Chemical weathering is highly dependent on the presence of water and heat. In hot, wet climates, the rates of chemical weathering significantly increase due to the abundance of water to act as a solvent and high temperatures to speed up reactions.

Mechanical Weathering

Mechanical weathering, also known as physical weathering, is the process of breaking down rocks into smaller pieces without changing their chemical composition. This process is mainly driven by:

• Freeze-thaw cycles: Water seeps into cracks in rocks, freezes, expands, and eventually breaks the rock apart.
• Thermal expansion: Repeated heating and cooling can cause rocks to expand and contract, leading to fractures.
• Biological activity: Roots may grow into cracks in rocks, causing them to split further.

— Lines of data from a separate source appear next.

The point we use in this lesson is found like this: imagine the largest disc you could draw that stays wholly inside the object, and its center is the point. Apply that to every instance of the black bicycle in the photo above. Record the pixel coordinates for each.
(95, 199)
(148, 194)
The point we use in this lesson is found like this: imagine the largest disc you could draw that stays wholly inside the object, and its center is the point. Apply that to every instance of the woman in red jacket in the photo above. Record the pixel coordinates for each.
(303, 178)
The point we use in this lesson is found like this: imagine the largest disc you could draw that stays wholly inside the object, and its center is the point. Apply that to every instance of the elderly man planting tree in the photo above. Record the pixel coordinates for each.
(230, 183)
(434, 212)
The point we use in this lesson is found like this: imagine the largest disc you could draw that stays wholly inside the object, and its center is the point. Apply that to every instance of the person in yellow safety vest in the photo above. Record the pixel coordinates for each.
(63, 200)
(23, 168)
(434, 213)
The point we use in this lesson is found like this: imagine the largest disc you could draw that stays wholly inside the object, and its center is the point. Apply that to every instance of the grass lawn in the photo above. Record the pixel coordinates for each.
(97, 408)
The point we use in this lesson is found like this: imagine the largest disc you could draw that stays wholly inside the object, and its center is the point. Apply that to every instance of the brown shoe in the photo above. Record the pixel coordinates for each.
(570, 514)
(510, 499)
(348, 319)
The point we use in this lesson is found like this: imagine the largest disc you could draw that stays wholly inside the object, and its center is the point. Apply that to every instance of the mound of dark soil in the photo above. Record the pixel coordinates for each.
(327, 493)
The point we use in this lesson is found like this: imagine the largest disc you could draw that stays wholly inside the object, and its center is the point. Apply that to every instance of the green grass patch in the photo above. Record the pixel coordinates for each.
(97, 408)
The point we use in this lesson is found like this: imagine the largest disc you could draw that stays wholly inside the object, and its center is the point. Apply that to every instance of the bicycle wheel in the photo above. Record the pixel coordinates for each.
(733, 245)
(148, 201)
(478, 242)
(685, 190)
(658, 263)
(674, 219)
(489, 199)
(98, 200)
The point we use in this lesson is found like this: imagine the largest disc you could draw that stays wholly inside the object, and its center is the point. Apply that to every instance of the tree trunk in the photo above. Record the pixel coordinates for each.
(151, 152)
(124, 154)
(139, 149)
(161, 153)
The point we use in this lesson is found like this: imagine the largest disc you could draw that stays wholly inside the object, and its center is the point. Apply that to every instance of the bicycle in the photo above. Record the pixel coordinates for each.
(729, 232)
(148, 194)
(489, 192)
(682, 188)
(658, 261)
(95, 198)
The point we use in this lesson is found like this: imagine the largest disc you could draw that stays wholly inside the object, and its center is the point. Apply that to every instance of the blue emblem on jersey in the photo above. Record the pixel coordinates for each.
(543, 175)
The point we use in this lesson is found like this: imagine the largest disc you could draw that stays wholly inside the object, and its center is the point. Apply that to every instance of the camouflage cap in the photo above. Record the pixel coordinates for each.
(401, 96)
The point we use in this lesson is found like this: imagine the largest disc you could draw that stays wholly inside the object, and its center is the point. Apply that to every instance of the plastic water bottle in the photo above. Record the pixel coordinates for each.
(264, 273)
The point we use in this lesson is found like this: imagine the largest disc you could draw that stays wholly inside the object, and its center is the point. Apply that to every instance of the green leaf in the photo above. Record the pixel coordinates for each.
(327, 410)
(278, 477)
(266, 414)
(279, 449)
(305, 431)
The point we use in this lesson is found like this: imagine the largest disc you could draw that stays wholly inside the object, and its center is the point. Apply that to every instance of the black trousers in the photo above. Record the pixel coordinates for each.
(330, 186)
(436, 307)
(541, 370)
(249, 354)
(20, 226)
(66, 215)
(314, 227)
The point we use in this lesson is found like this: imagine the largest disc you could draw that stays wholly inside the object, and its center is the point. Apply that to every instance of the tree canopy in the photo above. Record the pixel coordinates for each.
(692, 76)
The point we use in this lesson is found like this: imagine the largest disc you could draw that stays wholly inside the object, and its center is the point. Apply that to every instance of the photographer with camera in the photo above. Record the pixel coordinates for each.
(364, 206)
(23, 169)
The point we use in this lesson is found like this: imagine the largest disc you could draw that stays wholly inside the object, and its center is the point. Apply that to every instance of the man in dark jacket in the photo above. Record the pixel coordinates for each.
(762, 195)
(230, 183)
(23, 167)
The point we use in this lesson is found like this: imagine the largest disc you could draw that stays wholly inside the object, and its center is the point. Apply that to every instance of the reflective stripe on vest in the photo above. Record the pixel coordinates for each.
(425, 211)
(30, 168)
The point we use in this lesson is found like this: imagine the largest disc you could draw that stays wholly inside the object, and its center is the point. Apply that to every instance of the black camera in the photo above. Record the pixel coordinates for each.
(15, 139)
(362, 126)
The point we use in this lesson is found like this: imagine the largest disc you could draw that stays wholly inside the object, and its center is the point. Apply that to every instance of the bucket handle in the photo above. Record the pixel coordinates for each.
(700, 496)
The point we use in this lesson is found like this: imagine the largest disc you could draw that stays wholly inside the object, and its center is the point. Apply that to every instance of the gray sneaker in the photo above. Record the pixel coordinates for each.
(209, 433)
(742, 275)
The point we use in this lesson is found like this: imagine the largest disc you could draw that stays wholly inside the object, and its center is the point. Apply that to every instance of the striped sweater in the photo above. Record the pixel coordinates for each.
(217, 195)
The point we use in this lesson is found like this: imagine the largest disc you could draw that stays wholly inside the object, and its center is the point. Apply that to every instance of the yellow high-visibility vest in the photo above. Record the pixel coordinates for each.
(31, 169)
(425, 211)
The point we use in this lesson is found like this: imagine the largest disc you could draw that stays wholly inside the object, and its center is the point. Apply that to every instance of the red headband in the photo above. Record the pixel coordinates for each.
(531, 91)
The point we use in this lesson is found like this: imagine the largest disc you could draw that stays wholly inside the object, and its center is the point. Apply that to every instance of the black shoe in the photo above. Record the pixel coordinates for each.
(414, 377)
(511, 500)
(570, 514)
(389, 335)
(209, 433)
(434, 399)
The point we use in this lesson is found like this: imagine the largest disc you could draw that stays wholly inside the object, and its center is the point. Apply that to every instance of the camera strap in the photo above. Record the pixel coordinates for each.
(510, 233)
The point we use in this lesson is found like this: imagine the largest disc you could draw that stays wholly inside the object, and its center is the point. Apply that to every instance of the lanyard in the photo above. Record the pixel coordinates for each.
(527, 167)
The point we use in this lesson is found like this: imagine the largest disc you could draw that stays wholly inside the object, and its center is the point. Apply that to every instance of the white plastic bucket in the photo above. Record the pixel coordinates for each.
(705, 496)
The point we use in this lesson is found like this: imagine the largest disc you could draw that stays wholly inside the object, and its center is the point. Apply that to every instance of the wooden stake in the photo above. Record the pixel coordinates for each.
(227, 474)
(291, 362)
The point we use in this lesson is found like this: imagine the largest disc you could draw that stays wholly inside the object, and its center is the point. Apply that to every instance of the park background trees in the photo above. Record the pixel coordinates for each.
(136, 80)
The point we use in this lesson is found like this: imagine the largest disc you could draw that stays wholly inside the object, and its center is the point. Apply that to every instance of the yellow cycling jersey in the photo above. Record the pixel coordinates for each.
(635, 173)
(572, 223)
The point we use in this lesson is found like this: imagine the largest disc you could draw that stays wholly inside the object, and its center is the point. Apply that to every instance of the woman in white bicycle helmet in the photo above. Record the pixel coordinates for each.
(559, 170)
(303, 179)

Unlike chemical weathering, mechanical weathering is typically more effective in climates with frequent temperature variations. However, in regions with consistent temperatures, mechanical weathering plays a smaller role compared to chemical processes.

Igneous Rocks

Igneous rocks are formed from the solidification of molten magma. There are two main types: intrusive, which cool slowly beneath the Earth's surface, like granite, and extrusive, which cool quickly on the surface, such as basalt. The mineral composition of these rocks influences their susceptibility to weathering.

• Granite: It is composed primarily of quartz, feldspar, and mica. These minerals are generally more resistant to chemical weathering, making granite a durable rock.
• Basalt: It contains minerals like pyroxene and plagioclase, which are less resistant to chemical weathering compared to the quartz and feldspar in granite.

The composition of igneous rocks determines their response to weathering, with minerals in basalt weathering faster than those in granite, especially under similar environmental conditions.

Climate Effects on Weathering

Climate plays a crucial role in determining the rate and type of weathering that predominates in a region. In hot, humid environments:

• Chemical weathering dominates: High temperatures and moisture levels facilitate rapid chemical reactions, such as hydrolysis and oxidation, leading to faster breakdown of minerals.
• Increased biological activity: Wet climates support more vegetation, which can enhance both chemical (through organic acids) and physical weathering (root growth).

In contrast, cold or dry climates see more mechanical weathering due to:

• Freeze-thaw cycles: Common in cold environments, these cycles can cause significant physical breakdown of rocks.
• Limited water availability: Reduces the chance for chemical reactions, making mechanical processes more significant.

Overall, climate conditions are key to understanding which weathering processes will be most effective in any given area.